On June 4, 1989, exactly 41 years ago, China’s military shot, killed and arrested thousands of pro-democracy demonstrators in Beijing’s Tiananmen Square. Tens of thousands of Hong Kong protesters came out with candles on Thursday in memory of the massacre, despite a Beijing-backed ban on their rally.
Yet Donald Trump, then a 43-year-old real estate magnate, praised the Chinese massacre in 1990. “When the students poured into Tiananmen Square, the Chinese government almost blew it,” Trump told Playboy magazine. “Then they were vicious, they were horrible, but they put it down with strength. That shows you the power of strength.”
The president clearly dreams of such unbridled powers as demonstrations continue over the death of George Floyd.
On Monday, Trump called Vladimir Putin, just before telling US governors by phone that they had to “dominate” or “look like a bunch of jerks.” Perhaps Putin encouraged Trump to use riot police to forcefully clear peaceful demonstrators from Lafayette Square with pepper spray so he could pose for a tin-pot-dictator-style photo op across from the White House. His arm raised with a Bible, Trump was flanked by his chief military adviser, in battle fatigues.
Or maybe, the president was buoyed by another Monday phone call with Brazilian president Jair Bolsonaro, a Trump clone who hints he’d like his military to take over the country. We know how Trump has repeatedly yearned for a military parade with tanks rumbling down the center of the capitol.
I have spent too much time in Iraq, Egypt, Turkey, Syria, Russia and China to confuse those realities with Trump’s reality-show pretensions. No matter the president’s military fetish, no matter how despicable what happened in Lafayette Square, it is not Tiananmen Square. That’s what Americans must remember and act on as we try to figure out how to move ahead.
That does not mean Trump’s fake show of toughness isn’t dangerous. A normal president would have shown compassion, addressed the nation about racial grievances, invited governors and mayors to work with him. He would have stood beside George Floyd’s brother Terence, who eloquently pleaded for calm, urging that the serious destruction caused by looters (including in minority communities) is “not going to bring my brother back.”
Instead, Trump’s response was to threaten the use of the 1807 Insurrection Act to deploy US troops to cities whether or not mayors and governors consented, an act that has been used only in the most extraordinary circumstance.

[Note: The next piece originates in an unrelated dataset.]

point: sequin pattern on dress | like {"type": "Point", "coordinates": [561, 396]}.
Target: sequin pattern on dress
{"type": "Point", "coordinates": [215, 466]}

However, Trump’s military over-reach has been so egregious that it has stirred immense pushback, including from senior retired military officials. Most notably, former defense secretary and retired Marine Gen. James Mattis issued a broadside accusing the president of dividing the nation. “Donald Trump is the first president in my lifetime,” Mattis wrote, “who does not try to unite the American people — does not even pretend to try. Instead, he tries to divide us.”
Mattis’ criticism was echoed by former Chairman of the Joint Chiefs and retired Adm. Mike Mullen. Perhaps from embarrassment, Secretary of Defence Mark Esper distanced himself from Trump’s call to use the military to put down civilian unrest.
Mattis added, “We can unite without him, drawing on the strengths inherent in our civil society.”
This is what separates us from China, Russia and others, and the way their autocrats use the military to put civilians down. There is a US civil society that can push back against reality-show Trump’s military pretensions, before and during elections. The test for that civil society is now.